WorkMarket has just published a new survey analysis, the 2016 Corporate On-Demand Talent Report. It’s got some really great information about “On-Demand” talent in our changing economy. And while a definition of “On-Demand” was never given, it’s clear that it means more than the traditional blue collar or retail “temp” definition. It clearly also includes professionals of all stripes who either prefer a more fluid and flexible on-demand employer-employee relationship, or who have been displaced and who can’t seem to find new, satisfying full-time employment.
Some interesting findings:
Nearly 17% — or 27 million workers – of the U.S, workforce is now part of the corporate on-demand economy
88% of businesses are currently using an on-demand workforce
46% of businesses are using on-demand labor for more than a year at a time
42% of businesses are using the same professionals more than half the time
At 9 pages, the survey report is a quick and interesting read. The survey results are from an online survey of 1,037 adults that was fielded in November and December last year. The employers represented appear to be an appropriate cross-section in terms of revenue size and numbers of employees.
The results of this survey show an economy and workforce undergoing an even larger transition than we might have realized: more than 40% of businesses indicated their on-demand professionals comprised more than 30% of their overall workforce. WorkMarket suggests that employers are trying to shrink their fulltime workforces, with all the expenses and liabilities they entail, while trying to grow their businesses. This could mean a fundamental reshaping of the employer-employee relationship. Employers are considering how they can we grow their businesses while shrinking their commitment to their people, seems to be the message from this report.
This graphic is challenging for me:
I guess my question is: what does flexibility mean? Does it mean having the ability to move people around when and where we need them? Does it mean being able to staff up and down during peaks and valleys? Or does flexibility mean being able to “rent” skills for as long as possible without calling the skills holders “headcount” and having to provide a full range of benefits? Is headcount a dirty word now?
Does lowering labor costs mean paying on-demand workers less than fulltime workers? Does lowering labor costs also mean not providing the full range of benefits to on-demand workers that similarly skilled and deployed full-time workers receive?

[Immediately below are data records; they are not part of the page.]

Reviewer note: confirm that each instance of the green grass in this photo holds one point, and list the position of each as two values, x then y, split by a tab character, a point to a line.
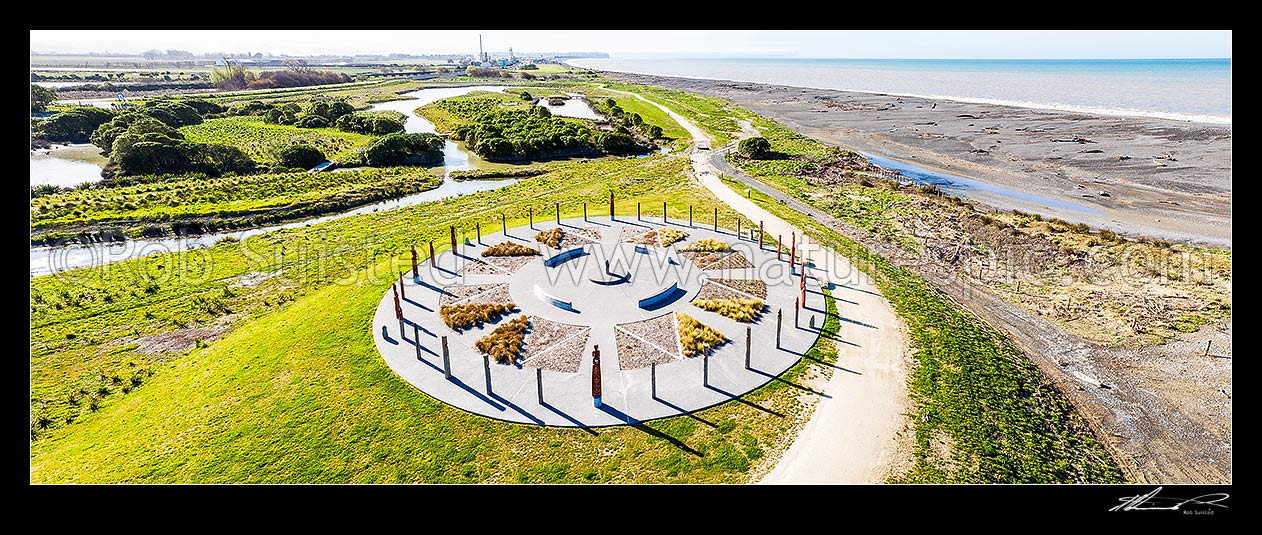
972	389
716	116
256	198
295	390
260	140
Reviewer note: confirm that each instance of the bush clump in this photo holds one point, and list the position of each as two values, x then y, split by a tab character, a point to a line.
509	249
698	338
708	245
505	342
473	314
550	237
742	309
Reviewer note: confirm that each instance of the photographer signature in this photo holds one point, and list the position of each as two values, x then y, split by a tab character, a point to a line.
1152	502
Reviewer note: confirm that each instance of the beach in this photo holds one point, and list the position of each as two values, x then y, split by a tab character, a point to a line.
1138	176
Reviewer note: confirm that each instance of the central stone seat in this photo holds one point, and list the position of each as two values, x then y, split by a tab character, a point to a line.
596	295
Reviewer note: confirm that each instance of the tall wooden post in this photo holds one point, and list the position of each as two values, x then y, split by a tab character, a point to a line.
447	360
748	335
486	366
780	317
415	337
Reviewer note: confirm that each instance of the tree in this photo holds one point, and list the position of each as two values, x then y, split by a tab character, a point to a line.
404	149
302	157
756	148
41	97
73	125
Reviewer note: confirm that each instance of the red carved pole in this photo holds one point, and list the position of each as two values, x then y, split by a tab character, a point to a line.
596	375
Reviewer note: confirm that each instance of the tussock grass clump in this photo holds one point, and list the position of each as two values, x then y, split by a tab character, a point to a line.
473	314
698	338
668	236
708	245
550	237
742	309
509	249
505	342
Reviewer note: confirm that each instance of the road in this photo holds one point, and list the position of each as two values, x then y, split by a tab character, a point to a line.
852	435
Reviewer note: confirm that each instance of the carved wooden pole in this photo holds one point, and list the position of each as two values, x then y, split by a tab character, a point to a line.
415	337
447	360
780	317
747	340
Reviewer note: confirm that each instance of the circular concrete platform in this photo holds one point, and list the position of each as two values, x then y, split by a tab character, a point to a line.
606	311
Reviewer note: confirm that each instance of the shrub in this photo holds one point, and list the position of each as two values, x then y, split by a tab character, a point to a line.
303	157
666	236
404	149
550	237
742	309
505	342
756	148
708	245
509	249
463	316
695	337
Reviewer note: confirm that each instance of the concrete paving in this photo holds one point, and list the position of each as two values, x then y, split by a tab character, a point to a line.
511	391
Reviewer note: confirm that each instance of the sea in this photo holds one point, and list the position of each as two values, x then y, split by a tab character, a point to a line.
1183	90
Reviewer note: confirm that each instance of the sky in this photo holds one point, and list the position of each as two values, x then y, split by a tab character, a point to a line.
1025	44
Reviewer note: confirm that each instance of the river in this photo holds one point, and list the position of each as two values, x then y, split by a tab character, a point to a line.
49	260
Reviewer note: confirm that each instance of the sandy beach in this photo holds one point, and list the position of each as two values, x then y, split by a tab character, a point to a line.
1147	177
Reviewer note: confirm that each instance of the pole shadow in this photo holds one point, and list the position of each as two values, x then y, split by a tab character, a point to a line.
520	410
790	382
418	304
736	398
476	394
684	413
571	419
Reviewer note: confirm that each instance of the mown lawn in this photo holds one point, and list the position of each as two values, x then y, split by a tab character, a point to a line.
261	140
295	391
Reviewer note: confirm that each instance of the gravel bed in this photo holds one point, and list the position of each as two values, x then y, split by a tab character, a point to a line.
563	357
496	293
713	290
458	292
634	353
752	287
510	264
660	331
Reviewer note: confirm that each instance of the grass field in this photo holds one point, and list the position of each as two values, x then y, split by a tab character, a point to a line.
263	197
260	140
294	390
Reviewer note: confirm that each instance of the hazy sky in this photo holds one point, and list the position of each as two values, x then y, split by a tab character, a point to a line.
634	43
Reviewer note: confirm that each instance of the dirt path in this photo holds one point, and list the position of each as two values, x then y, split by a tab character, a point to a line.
852	435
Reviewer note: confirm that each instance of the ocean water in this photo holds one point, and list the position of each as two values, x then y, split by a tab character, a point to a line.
1184	90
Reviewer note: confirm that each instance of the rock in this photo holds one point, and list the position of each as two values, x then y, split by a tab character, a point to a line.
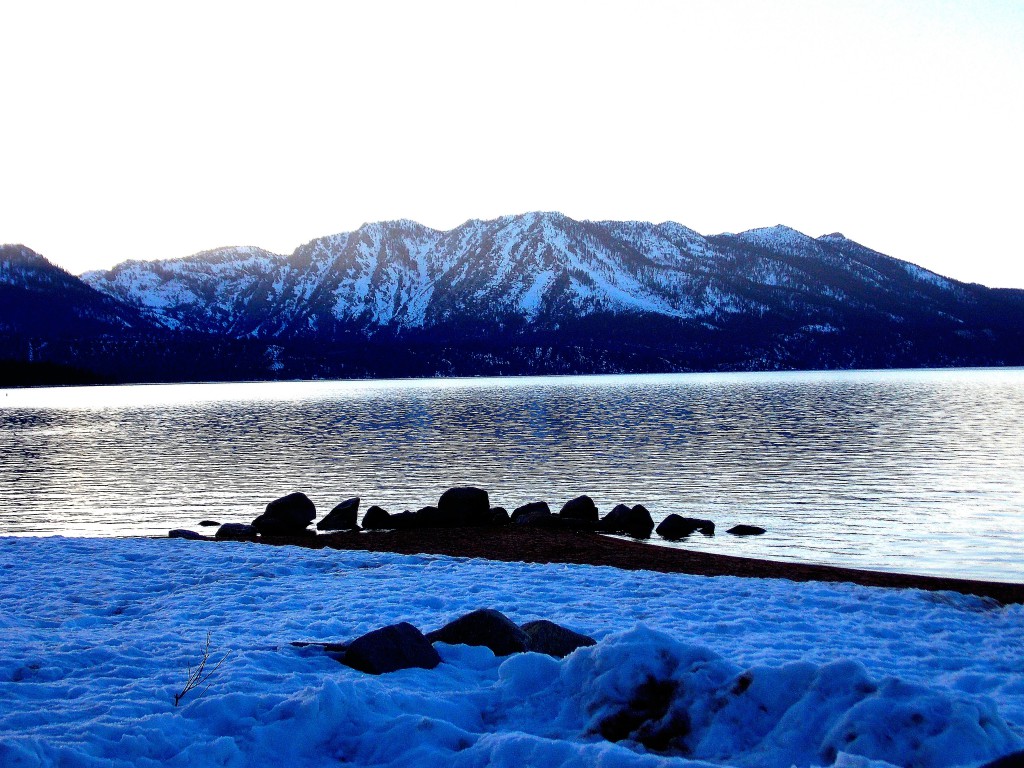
635	521
555	640
649	717
464	506
581	508
499	516
236	530
342	517
531	510
286	516
399	646
676	526
182	534
484	627
377	517
1014	760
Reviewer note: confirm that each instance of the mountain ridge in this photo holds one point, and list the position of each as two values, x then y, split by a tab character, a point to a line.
544	293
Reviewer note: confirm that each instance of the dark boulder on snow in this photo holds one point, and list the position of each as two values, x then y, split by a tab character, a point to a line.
182	534
483	627
635	521
581	508
343	517
376	518
528	512
239	530
649	718
464	506
555	640
676	526
399	646
1015	760
286	516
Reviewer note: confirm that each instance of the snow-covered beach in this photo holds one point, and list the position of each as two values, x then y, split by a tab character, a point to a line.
97	637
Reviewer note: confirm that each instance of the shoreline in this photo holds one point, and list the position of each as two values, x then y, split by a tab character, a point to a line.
519	544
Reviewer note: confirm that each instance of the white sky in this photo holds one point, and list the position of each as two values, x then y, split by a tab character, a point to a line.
155	130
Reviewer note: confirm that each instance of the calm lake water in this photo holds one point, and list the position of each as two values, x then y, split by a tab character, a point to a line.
914	471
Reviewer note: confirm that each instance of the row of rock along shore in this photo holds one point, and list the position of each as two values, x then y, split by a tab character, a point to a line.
461	507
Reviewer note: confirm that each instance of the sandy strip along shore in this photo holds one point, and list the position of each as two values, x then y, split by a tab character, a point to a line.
516	544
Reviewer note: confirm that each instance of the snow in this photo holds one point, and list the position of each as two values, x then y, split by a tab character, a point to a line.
781	239
97	636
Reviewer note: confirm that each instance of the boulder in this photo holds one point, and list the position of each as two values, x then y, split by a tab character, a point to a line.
286	516
676	526
555	640
236	530
581	508
399	646
635	521
464	506
1014	760
377	517
342	517
182	534
483	627
498	516
531	510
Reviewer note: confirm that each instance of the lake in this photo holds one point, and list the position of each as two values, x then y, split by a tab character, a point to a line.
913	471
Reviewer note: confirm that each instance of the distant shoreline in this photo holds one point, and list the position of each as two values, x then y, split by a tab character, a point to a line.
519	544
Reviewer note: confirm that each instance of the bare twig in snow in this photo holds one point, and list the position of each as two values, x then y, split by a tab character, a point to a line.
200	675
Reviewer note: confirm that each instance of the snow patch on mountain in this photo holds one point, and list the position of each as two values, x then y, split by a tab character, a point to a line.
526	268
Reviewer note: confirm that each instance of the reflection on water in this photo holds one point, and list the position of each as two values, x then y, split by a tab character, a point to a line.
915	471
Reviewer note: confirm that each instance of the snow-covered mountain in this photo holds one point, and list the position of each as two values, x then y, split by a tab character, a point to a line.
40	298
536	270
532	293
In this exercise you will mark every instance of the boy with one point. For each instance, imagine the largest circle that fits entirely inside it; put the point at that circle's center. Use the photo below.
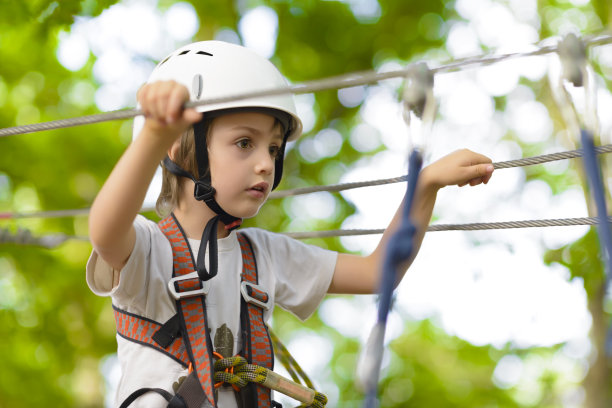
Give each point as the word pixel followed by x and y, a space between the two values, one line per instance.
pixel 232 153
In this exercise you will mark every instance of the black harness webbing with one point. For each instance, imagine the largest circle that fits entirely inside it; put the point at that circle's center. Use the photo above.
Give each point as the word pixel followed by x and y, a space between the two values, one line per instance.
pixel 185 337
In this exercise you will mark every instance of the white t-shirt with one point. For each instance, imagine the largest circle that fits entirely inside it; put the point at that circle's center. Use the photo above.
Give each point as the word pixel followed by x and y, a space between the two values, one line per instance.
pixel 295 275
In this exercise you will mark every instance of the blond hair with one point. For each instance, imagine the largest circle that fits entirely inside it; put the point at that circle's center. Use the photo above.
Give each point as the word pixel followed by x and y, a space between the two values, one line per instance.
pixel 171 186
pixel 186 158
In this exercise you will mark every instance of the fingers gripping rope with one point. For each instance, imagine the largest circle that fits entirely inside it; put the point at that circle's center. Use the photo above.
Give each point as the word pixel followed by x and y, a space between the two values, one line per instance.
pixel 239 373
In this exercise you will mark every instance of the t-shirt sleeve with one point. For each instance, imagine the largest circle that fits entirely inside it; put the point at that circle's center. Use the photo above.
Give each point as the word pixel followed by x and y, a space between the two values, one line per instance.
pixel 130 283
pixel 301 272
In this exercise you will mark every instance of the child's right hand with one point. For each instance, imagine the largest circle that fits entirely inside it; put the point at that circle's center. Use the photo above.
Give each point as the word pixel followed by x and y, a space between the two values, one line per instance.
pixel 162 103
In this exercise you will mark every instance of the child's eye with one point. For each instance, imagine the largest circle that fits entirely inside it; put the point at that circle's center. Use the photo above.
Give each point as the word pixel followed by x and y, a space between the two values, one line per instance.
pixel 243 143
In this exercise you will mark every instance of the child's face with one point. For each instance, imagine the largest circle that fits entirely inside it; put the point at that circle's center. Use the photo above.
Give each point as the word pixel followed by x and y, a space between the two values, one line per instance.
pixel 242 150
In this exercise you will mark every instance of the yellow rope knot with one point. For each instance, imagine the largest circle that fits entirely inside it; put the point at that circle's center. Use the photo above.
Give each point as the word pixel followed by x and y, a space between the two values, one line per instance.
pixel 238 372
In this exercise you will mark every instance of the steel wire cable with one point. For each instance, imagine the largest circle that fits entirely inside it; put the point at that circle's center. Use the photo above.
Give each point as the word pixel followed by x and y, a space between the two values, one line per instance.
pixel 336 82
pixel 528 161
pixel 25 237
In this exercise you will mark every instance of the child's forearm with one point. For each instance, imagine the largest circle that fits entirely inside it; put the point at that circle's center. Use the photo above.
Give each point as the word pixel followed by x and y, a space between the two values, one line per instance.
pixel 420 216
pixel 120 200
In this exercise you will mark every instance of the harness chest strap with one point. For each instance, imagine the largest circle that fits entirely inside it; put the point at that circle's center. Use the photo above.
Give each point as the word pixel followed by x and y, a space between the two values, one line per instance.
pixel 185 337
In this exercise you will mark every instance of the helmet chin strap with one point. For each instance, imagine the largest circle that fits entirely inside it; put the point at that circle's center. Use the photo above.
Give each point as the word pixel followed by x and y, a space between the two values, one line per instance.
pixel 205 192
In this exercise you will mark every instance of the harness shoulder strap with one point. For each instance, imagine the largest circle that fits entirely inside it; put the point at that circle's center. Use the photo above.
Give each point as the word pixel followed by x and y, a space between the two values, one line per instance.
pixel 256 343
pixel 189 293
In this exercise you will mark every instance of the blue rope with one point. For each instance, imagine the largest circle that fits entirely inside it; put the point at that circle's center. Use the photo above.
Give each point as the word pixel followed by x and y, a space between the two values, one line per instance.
pixel 399 250
pixel 593 172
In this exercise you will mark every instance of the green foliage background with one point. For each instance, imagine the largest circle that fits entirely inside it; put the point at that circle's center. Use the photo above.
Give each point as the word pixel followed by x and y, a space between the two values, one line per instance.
pixel 55 333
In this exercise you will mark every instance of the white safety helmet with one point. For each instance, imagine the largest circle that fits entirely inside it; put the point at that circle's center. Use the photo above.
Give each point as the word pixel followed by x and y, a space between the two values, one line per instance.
pixel 217 69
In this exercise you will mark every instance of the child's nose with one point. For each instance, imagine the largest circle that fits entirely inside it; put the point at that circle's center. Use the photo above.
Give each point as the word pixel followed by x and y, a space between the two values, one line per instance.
pixel 265 162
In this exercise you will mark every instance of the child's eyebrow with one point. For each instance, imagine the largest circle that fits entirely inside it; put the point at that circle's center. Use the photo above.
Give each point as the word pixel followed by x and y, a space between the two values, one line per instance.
pixel 277 129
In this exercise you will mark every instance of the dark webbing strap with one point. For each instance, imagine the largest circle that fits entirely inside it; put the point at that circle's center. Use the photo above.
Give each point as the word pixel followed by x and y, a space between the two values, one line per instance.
pixel 257 347
pixel 193 309
pixel 142 330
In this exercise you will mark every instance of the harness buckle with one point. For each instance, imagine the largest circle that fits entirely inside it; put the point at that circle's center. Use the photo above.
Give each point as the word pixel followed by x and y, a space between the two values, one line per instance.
pixel 244 289
pixel 203 291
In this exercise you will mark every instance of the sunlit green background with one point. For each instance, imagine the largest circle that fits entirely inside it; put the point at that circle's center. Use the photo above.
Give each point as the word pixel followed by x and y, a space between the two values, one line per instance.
pixel 57 339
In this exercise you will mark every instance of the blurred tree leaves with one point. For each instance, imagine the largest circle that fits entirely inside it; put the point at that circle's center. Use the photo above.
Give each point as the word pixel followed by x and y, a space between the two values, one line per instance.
pixel 55 332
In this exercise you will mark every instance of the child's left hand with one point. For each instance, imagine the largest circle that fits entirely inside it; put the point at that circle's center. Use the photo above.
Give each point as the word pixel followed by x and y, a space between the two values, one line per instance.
pixel 462 167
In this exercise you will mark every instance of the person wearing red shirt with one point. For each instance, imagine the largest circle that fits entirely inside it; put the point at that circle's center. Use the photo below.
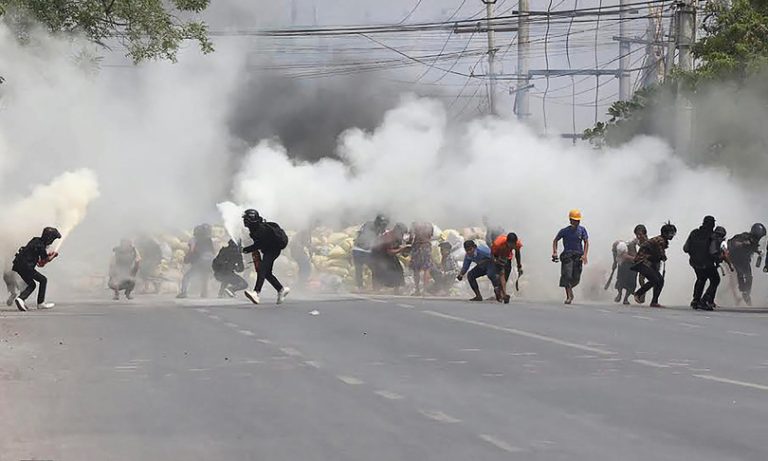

These findings are surprising to me because I’ve actually been noting a growth in the number of employers that are focusing on creating more human workplace cultures. Creating cultures that treat employees as full human beings, not just skills that clock in and clock out. The proliferation of data connecting better corporate performance with positive, employee-focused cultures seem to contradict these findings that suggest employers will go to great lengths to NOT hire full-time employees and be liable for them.
WorkMarket may have uncovered unintended consequences of the On-Demand economy. At least I hope they’re unintended. These survey results could turn our conversations away from the ever elusive quest for employee engagement to a more useful discussion about the changing nature of the employer-employee relationship in the U.S. If employers really do want skills flexibility more than they want a stable, reliable workforce to whom they are committed, we have only begun to experience the On-Demand economy.